Par contre, et là, vous m'en voyez navrée, le film est aussi une grosse déception! Pourquoi? Parce qu'il manque ce petit quelque chose que j'attendais tout au long de l'histoire! Une histoire qui s'est révélée superficielle. Pourquoi avoir choisi de réinterpréter un film qui ne fut jamais un classique du western, mais une oeuvre populaire qui, à en croire l'histoire du cinéma, n'a jamais rien transcendé ni rien apporté de neuf? On se le demande. Peut-être pour faire revivre ce récit en revenant aux sources, c'est-à-dire plus près du roman original? Et donc, pour lui donner une deuxième chance? Si c'est le cas, ce fut légèrement raté, puisque hormis les dialogues riches, le scénario manque de profondeur. Je suis restée sur ma faim, attendant LE grand événement qui rendrait ce film mémorable. Mais cet événement fut absent du film, ne laissant la place qu'à un scénario au rythme inégal.
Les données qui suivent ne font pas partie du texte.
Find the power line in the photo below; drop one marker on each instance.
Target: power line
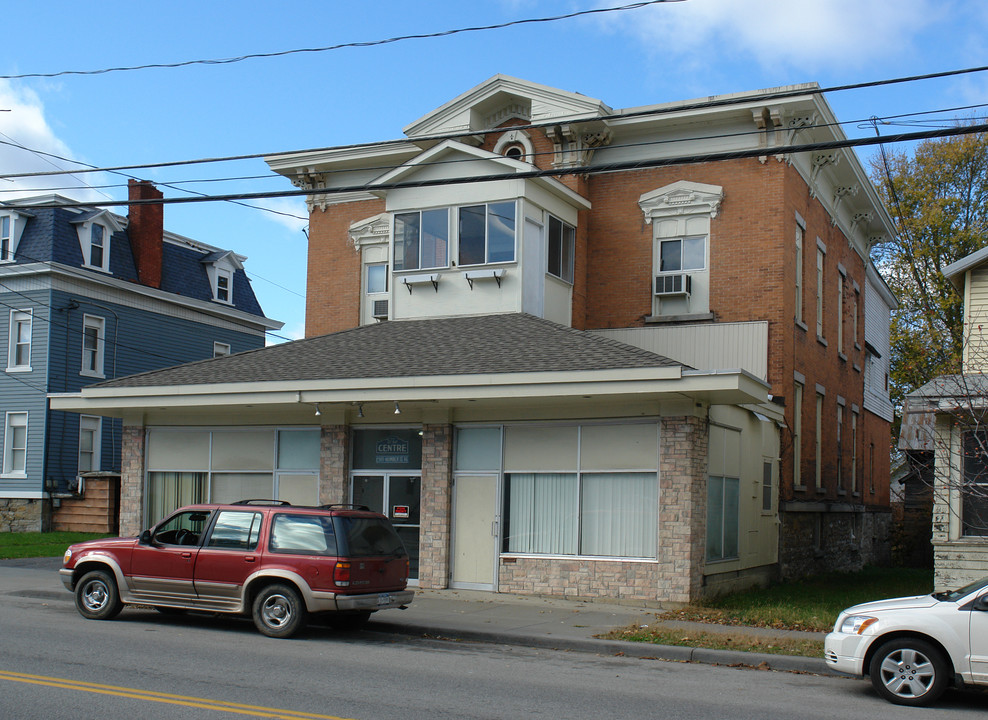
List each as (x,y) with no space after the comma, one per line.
(641,164)
(649,112)
(341,46)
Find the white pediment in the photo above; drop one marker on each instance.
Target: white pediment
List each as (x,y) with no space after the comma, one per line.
(502,98)
(451,159)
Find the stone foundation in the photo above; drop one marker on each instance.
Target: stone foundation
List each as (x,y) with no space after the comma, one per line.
(846,540)
(21,515)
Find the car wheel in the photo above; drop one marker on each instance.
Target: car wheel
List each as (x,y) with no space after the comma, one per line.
(279,611)
(909,671)
(349,621)
(96,596)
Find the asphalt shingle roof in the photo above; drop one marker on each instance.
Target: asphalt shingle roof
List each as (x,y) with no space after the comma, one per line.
(511,343)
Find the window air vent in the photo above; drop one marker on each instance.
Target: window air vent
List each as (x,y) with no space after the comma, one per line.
(674,284)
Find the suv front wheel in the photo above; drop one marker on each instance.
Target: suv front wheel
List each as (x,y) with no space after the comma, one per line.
(909,671)
(279,611)
(96,596)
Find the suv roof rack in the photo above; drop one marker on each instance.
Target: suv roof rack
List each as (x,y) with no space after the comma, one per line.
(261,501)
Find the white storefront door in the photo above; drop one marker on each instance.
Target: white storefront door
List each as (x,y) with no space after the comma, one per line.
(475,532)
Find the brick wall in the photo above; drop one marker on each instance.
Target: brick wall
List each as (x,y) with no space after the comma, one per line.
(132,480)
(333,280)
(434,533)
(334,467)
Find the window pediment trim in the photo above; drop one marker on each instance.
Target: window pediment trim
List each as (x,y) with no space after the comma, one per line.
(681,198)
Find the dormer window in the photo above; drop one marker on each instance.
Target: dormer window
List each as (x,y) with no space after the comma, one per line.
(97,253)
(6,239)
(95,237)
(224,285)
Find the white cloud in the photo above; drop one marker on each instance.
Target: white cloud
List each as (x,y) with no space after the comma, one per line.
(25,136)
(809,36)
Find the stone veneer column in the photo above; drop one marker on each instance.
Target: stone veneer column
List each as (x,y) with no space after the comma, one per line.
(334,468)
(437,477)
(683,445)
(132,480)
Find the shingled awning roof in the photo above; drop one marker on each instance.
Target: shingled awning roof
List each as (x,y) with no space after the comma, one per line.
(512,343)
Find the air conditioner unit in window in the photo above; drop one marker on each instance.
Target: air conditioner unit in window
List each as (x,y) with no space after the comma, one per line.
(673,284)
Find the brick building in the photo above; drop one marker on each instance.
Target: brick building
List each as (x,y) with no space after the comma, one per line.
(569,354)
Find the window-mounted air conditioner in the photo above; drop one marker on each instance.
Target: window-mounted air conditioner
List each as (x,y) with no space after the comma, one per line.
(672,284)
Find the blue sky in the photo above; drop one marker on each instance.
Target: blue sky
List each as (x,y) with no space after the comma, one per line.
(660,53)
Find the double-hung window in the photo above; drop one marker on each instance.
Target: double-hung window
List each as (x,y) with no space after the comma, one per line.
(224,285)
(15,445)
(486,233)
(19,348)
(92,345)
(421,239)
(562,242)
(90,432)
(681,254)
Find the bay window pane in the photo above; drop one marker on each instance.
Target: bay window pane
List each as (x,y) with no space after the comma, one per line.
(435,238)
(407,241)
(501,232)
(472,235)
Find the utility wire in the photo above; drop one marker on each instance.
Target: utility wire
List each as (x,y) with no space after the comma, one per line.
(340,46)
(642,164)
(648,112)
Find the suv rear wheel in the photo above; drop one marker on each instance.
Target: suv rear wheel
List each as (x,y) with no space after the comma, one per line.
(279,611)
(909,671)
(96,596)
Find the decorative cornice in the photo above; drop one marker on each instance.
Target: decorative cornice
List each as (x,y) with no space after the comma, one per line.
(573,145)
(681,198)
(371,231)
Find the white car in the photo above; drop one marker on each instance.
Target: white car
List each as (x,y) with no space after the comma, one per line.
(914,648)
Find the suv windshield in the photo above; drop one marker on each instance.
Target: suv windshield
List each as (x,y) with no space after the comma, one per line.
(367,537)
(955,595)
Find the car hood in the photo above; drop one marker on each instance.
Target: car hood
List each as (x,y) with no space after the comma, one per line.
(907,603)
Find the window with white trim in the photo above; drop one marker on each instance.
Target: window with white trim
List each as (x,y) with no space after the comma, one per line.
(6,238)
(93,344)
(19,349)
(90,436)
(223,292)
(562,249)
(421,239)
(15,445)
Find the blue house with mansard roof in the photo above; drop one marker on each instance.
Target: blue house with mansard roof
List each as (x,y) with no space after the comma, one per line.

Je pense que le film manquait de folies. Après tout, nous sommes habitués à plus de la part des deux frères Coen. Nous savons qu'ils en ont la capacité et le talent (et même le budget!). Mais cette grande intelligence artistique, ils ne l'ont pas exploitée. Et c'est dommage. À la lecture d'autres critiques sur la toile, je me suis aperçue que je ne fus pas la seule à ressentir ce manque, ce petit je-ne-sais-quoi pour reprendre une expression française, qui aurait fait de
True Grit le film marquant le retour du western. Et c'est vraiment dommage, vraiment... surtout si l'on compare à leur précédente oeuvre,
A Serious Man, qui est, je le dis de manière simple, un grand film.
Bref, Le vrai courage n'est pas à la hauteur des attentes, mais comporte néanmoins de nombreux points positifs qui le classe tout de même dans la catégorie des films à voir. J'ai même réussi à initier une amie au genre western grâce à ce film, donc rien n'est perdu. Mais il faut avoir à l'esprit que Joel et Ethan ne se sont pas surpassés pour cette oeuvre, ratant par le fait même l'occasion de faire un autre grand film. Peut-être se réservent-t-ils pour le prochain? Je croise les doigts en attendant.